C-480/13 Sysmex Europe

Contentverzamelaar

C-480/13 Sysmex Europe

Prejudiciële Hofzaak

Zie bijlage rechts voor de verwijzingsuitspraak
Klik hier voor het volledige dossier van het Hof van Justitie

Termijnen: Motivering departement:   24 oktober 2013
(Concept-) schriftelijke opmerkingen:   10 november 2013
Schriftelijke opmerkingen:                   10 december 2013
Trefwoorden: douaneindeling; gecombineerde nomenclatuur

Onderwerp
- Verordening (EEG) nr. 2658/87 van de Raad van 23 juli 1987 met betrekking tot de tarief- en statistieknomenclatuur en het gemeenschappelijk douanetarief, zoals gewijzigd bij verordening (EG) nr. 1810/2004 van de Commissie van 7 september 2004 (Gecombineerde Nomenclatuur ‒ GN);
- Uitvoeringsverordening (EU) nr. 827/2011 van de Commissie van 12 augustus 2011 tot indeling van bepaalde goederen in de gecombineerde nomenclatuur (Pb L 211, blz. 9)

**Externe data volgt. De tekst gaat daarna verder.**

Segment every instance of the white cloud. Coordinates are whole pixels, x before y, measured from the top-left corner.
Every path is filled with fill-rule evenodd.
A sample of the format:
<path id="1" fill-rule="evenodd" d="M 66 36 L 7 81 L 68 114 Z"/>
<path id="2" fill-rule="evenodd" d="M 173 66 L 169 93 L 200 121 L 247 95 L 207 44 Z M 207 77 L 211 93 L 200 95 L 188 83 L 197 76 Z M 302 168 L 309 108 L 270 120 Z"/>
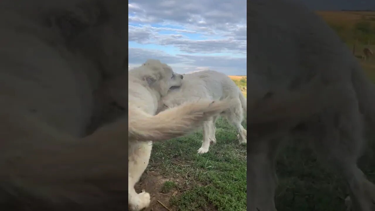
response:
<path id="1" fill-rule="evenodd" d="M 129 41 L 138 44 L 130 45 L 129 68 L 153 58 L 182 73 L 204 68 L 246 74 L 246 5 L 244 0 L 130 1 Z"/>

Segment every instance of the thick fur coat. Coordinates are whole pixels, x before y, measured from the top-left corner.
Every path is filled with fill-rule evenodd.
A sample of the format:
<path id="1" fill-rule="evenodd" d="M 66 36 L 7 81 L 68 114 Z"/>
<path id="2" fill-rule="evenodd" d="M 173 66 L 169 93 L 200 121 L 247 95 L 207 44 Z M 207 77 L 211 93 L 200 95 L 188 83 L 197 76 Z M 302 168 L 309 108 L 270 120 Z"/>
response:
<path id="1" fill-rule="evenodd" d="M 375 210 L 375 186 L 357 165 L 364 120 L 375 126 L 375 86 L 312 11 L 289 0 L 248 4 L 248 210 L 276 210 L 275 157 L 296 132 L 346 182 L 353 210 Z"/>
<path id="2" fill-rule="evenodd" d="M 185 102 L 204 99 L 219 100 L 230 98 L 233 106 L 219 115 L 205 122 L 203 126 L 203 140 L 198 153 L 207 152 L 210 142 L 216 143 L 215 124 L 219 116 L 223 116 L 234 126 L 238 133 L 240 143 L 247 142 L 246 131 L 241 125 L 246 115 L 246 101 L 238 87 L 225 74 L 206 70 L 183 75 L 184 80 L 178 88 L 170 90 L 159 105 L 159 111 L 173 108 Z"/>
<path id="3" fill-rule="evenodd" d="M 134 186 L 148 163 L 153 141 L 192 131 L 232 104 L 228 99 L 190 102 L 155 115 L 161 98 L 171 87 L 181 86 L 183 77 L 153 59 L 129 71 L 128 75 L 128 201 L 130 210 L 139 211 L 149 205 L 150 195 L 137 193 Z"/>

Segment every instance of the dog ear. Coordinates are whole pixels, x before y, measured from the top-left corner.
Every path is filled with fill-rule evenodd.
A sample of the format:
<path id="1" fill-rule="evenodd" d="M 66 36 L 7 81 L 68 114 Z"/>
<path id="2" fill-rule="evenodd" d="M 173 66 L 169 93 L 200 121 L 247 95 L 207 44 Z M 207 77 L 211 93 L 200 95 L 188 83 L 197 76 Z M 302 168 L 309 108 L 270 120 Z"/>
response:
<path id="1" fill-rule="evenodd" d="M 157 78 L 155 75 L 150 75 L 144 76 L 143 78 L 143 80 L 147 82 L 147 84 L 148 84 L 148 86 L 151 86 L 156 81 Z"/>
<path id="2" fill-rule="evenodd" d="M 49 26 L 56 28 L 67 41 L 70 41 L 108 17 L 103 7 L 93 2 L 50 11 L 47 18 Z"/>

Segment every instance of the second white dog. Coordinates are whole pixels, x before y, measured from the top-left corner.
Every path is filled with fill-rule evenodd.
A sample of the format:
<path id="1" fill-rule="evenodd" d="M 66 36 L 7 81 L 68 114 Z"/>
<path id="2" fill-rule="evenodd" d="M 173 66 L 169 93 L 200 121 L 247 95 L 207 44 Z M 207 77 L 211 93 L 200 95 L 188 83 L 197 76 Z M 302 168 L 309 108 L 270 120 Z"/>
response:
<path id="1" fill-rule="evenodd" d="M 158 111 L 200 99 L 216 101 L 226 98 L 232 99 L 233 106 L 221 115 L 236 127 L 240 143 L 246 143 L 247 131 L 241 125 L 246 113 L 246 99 L 234 82 L 223 73 L 207 70 L 184 75 L 181 87 L 170 90 L 167 95 L 162 98 Z M 215 124 L 219 116 L 210 118 L 204 124 L 203 143 L 198 149 L 198 154 L 208 152 L 210 142 L 216 143 Z"/>

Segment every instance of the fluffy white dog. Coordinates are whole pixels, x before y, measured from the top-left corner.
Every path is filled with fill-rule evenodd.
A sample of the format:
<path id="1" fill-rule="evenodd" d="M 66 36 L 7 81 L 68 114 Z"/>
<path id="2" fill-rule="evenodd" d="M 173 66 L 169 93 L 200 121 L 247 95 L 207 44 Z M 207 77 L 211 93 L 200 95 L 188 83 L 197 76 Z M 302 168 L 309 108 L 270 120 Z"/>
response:
<path id="1" fill-rule="evenodd" d="M 246 99 L 234 82 L 226 75 L 212 70 L 186 74 L 184 77 L 181 87 L 171 89 L 162 99 L 159 111 L 200 99 L 214 101 L 230 98 L 233 101 L 232 107 L 204 122 L 203 143 L 198 149 L 198 153 L 207 152 L 210 142 L 216 143 L 215 124 L 220 115 L 225 117 L 236 127 L 240 143 L 246 143 L 247 132 L 241 125 L 246 112 Z"/>
<path id="2" fill-rule="evenodd" d="M 94 90 L 125 69 L 126 6 L 0 2 L 2 210 L 124 209 L 128 124 L 86 128 Z"/>
<path id="3" fill-rule="evenodd" d="M 248 10 L 248 210 L 276 210 L 278 144 L 298 132 L 345 180 L 353 210 L 375 210 L 375 186 L 357 164 L 365 143 L 363 117 L 375 126 L 374 84 L 334 32 L 304 7 L 252 0 Z"/>
<path id="4" fill-rule="evenodd" d="M 148 163 L 152 142 L 182 136 L 232 104 L 228 100 L 190 103 L 156 113 L 160 98 L 171 87 L 180 86 L 183 76 L 165 64 L 149 59 L 129 72 L 129 208 L 138 211 L 148 206 L 150 194 L 138 194 L 134 185 Z"/>

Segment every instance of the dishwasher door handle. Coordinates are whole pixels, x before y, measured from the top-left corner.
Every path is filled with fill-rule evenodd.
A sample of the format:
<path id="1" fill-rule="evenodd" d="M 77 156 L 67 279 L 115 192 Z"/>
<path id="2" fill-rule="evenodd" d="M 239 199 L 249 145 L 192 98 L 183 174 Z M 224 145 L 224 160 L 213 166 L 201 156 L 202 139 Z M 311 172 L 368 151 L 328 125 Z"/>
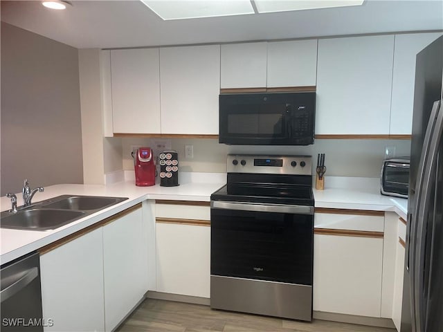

Verzoekster importeert een vloeistof die gebruikt wordt voor het onderzoek van witte bloedlichaampjes. Volgens publicatie van verzoekster functioneert de stof als volgt: “Stromatolyser-4DS is een polymethine-fluorescente kleurstof die nucleïnezuren in de kern en het cytoplasma van de leukocyten kleurt, waardoor conclusies kunnen worden getrokken met betrekking tot de celactiviteit en de rijpheid.”
Verzoekster geeft de stof (juli 2005) aan onder codenummer 3822.0000 00 0, waarvoor het douanerecht 0% is. Douanekantoor Hamburg (verweerder) denkt daar (in 2007) echter anders over, deelt de stof in onder 3926 9099 90 0 waarvoor 6,5% rechten verschuldigd zijn en stelt een navorderingsbesluit vast.
Verzoekster gaat tegen dat besluit in beroep. Zij vraagt in mei 2009 bij de NL douane om een bindende tariefinlichting (BTI) waarbij de indeling wordt vastgesteld op post 3822. Maar nadat uitvoeringsVo. 827/2011 is vastgesteld, waarbij een polymethinekleurstof wordt ingedeeld onder 3212 90 00, trekt de NLaut de BTI in.
Verzoekster meent dat de uitvoeringsVo de in het geding zijnde vraag niet beantwoordt omdat die niet met terugwerkende kracht werkt, noch een rectificerend karakter heeft.
Verweerder stelt dat de uitvoeringsVo juist slechts een rectificerend karakter heeft en dan ook wel toegepast kan worden op invoer die heeft plaatsgevonden in de tijd vóór haar vaststelling.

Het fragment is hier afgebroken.